Fig and Nut Torrone

Bartosz Luczak/Shutterstock

Chefs Carla and Christine Pallotta invoke their Italian roots with this recipe for fig and nut torrone. The traditional wintertime treat features toasted nuts and dried figs, suspended in a chewy, honey-touched nougat. Edible rice paper, also called wafer paper, is key to form the candy, which can be made a week ahead of time for tasty gifting.

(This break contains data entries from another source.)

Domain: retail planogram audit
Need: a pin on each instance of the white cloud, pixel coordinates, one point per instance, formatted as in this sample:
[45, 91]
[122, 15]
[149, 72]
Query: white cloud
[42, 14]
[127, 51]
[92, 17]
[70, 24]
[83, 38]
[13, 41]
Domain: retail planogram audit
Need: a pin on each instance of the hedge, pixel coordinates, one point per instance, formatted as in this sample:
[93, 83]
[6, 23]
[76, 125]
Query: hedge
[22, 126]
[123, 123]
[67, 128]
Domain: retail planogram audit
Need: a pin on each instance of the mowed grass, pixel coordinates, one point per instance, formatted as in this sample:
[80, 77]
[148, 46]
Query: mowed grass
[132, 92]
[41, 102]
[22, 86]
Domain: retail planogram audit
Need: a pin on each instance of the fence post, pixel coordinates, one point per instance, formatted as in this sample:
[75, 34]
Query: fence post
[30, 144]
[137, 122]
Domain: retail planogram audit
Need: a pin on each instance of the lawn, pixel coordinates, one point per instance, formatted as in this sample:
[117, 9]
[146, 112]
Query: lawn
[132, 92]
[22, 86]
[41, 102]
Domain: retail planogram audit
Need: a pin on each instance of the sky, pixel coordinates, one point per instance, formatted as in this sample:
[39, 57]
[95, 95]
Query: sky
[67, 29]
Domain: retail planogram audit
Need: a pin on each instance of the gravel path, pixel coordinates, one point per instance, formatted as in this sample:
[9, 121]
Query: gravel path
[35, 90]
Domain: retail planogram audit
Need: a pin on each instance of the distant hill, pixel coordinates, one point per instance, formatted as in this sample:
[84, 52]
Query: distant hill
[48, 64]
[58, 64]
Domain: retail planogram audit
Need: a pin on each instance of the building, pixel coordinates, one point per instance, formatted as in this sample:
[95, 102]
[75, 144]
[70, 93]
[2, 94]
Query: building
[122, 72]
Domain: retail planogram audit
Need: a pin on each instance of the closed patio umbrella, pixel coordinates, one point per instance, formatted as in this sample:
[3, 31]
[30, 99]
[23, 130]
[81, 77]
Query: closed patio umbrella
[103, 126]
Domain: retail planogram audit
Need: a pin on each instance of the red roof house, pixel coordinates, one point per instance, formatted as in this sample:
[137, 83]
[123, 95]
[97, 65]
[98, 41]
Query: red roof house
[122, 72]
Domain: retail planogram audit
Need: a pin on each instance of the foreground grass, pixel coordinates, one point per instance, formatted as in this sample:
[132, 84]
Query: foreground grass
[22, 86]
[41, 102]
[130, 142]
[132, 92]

See the 12 Days of Cookies here.


  • 1 cup pistachios, unsalted
  • 1 cup pine nuts 
  • 2 2/3 cups sugar
  • 1 cup honey
  • 4 tablespoons water
  • 2 large egg whites, room temperature
  • Pinch of kosher salt
  • 1 1/2 cups dried figs, chopped
  •  2 - 8x11'' sheets of edible rice (or wafer) paper, trimmed to 8x8''


  1. Lightly spray " 8x8' sheet pan with non-stick vegetable oil spray and line with parchment paper.
  2. In a large frying pan spread out the pistachios and pine nuts and toast on medium heat, stirring to make sure they don’t burn, until slightly brown.
  3. In a small, deep, heavy-bottomed saucepan, mix together the sugar, honey and water. Stir over medium heat until the sugar dissolves. Using a candy thermometer, boil the mix until it reaches 252°F, about 3 minutes. (Be careful that the sugar mixture doesn’t overflow. Lower the heat, or pull off heat, when necessary until the mixture drops down again.)
  4. Meanwhile, beat egg whites and salt with a hand mixer until soft peaks form.
  5. Slowly add the hot syrup into the egg whites, a little at a time. Beat until the meringue is thick and has tripled in volume, and cooled down slightly. With a wooden spoon, add the toasted nuts and the figs to the meringue. Mix together all ingredients until fully incorporated.
  6. Place one 8x8" sheet of rice paper in the parchment-lined pan. Spread the torrone mixture in the pan in an even layer. Top with a sheet of rice paper and spread evenly with your hand. Let stand at room temperature for 3 hours.
  7. Using the parchment paper, lift the torrone out of the pan to a cutting board. Trim any excess rice paper from the candy. Run a large sharp knife under hot tap water and wipe dry, then cut the torrone into 2-inch wide rectangles. Repeat, running the knife under hot water and drying, if necessary. Store the torrone pieces in an airtight container at room temperature.